The Republican responses to his State of the Union were telling. Even when the President highlighted accomplishments that are traditionally thought of as centerpieces of Republican policy (such as tax cuts, which the Obama administration and Democrats delivered to 95 percent of working people), they remained stoic and silent in their seats. Obama even vocalized his surprise at their lack of positive response, remarking that he thought he was sure to get applause for that.
He shouldn’t have been surprised. Nothing the Republican Party has done during his first year in office has even remotely suggested that they are at all interested in helping the President govern. Some prominent Republicans have openly remarked that they want Obama to fail — nearly all have echoed this sentiment through their actions as senators and representatives.
With a lack of leadership from the White House, the Republicans have succeeded in compromising and stalling the Democrats’ signature health care bill without giving anything in return. And so I was disappointed when Obama seemed to make the same mistake in his speech. He voiced support for health care reform, but essentially left the issue to Congress by neglecting to put forward anything specific and to draw any line around core values from which he will not stray.
However, if his upcoming (and to be televised!) meeting with congressional Republicans (unless they back out, which after the thrashing meted out last week, would not surprise me) regarding health care is anything like his trip into the lion’s den last week, then perhaps there is hope. Obama stared the Party of No in the face and said, “Yes I will answer your questions and your talking points, and I will do it on live television.” It was the kind of frank, transparent and politely combative moment that Americans need to see more of from their politicians.

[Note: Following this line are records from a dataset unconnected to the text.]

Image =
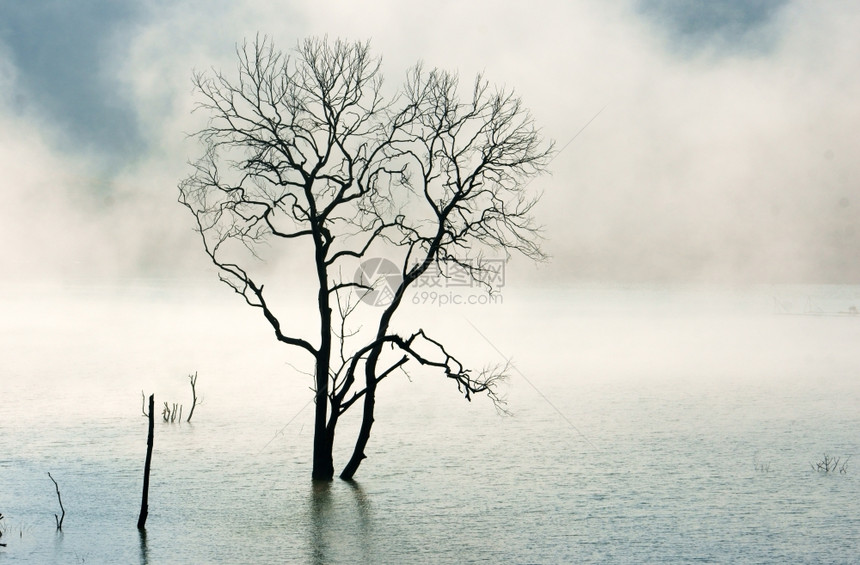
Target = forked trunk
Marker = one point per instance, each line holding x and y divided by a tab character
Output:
323	469
358	454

The Republican narrative since the start of summer has been wildly successful among their own base, and the President finally began to take them head on. As it stands, a Research 2000 poll released last week of self-identified Republicans found that 36 percent still do not believe the President was born in the United States; 63 percent believe that he is a socialist; 24 percent believe that he “wants the terrorists to win”; 53 percent believe that Sarah Palin is more qualified than he to be president; 31 percent believe that he is a racist; 23 percent believe their state should secede from the union.
That’s not a base for whom compromise is desirable, and any Republican running for reelection knows that unless they want to find themselves like Dede Scozzafava facing a tough tea-bag primary challenge, working with this President is not an option.
Yet fortune may have thrown the Democrats a bone this week, with Republican Rep. Paul Ryan’s introduction of the Republican budget plan. Unlike their budget plan from earlier this summer, this one actually contains numbers, and not just vague Venn diagrams. Like the Republican budget plan from the summer, it is also incredibly stupid politically. It essentially calls for the extension of the Bush tax cuts to the wealthiest Americans (the largest single contributor to the massive increase in national debt under Bush, and the current deficits) at the expense of privatizing Social Security and Medicare, while finally balancing the budget in 2080 … “Really, all that pain and no gain until 2080!” This from a party that merely months ago was wailing about how the Democrats wanted to pull the plug on grandma for targeted cuts at Medicare inefficiencies.
With this bill, the Democrats must do what they should have been doing all along: force votes. Voting is the political equivalent of put up or shut up, and it’s time for the Republicans to either show their true colors, or shut the hell up. Any Republican who casts a vote in favor of privatizing Social Security and Medicare is sure to reap electoral wrath in November, and if Republicans vote down their own budget plan, it clears the way for Democrats to push through theirs uncontested.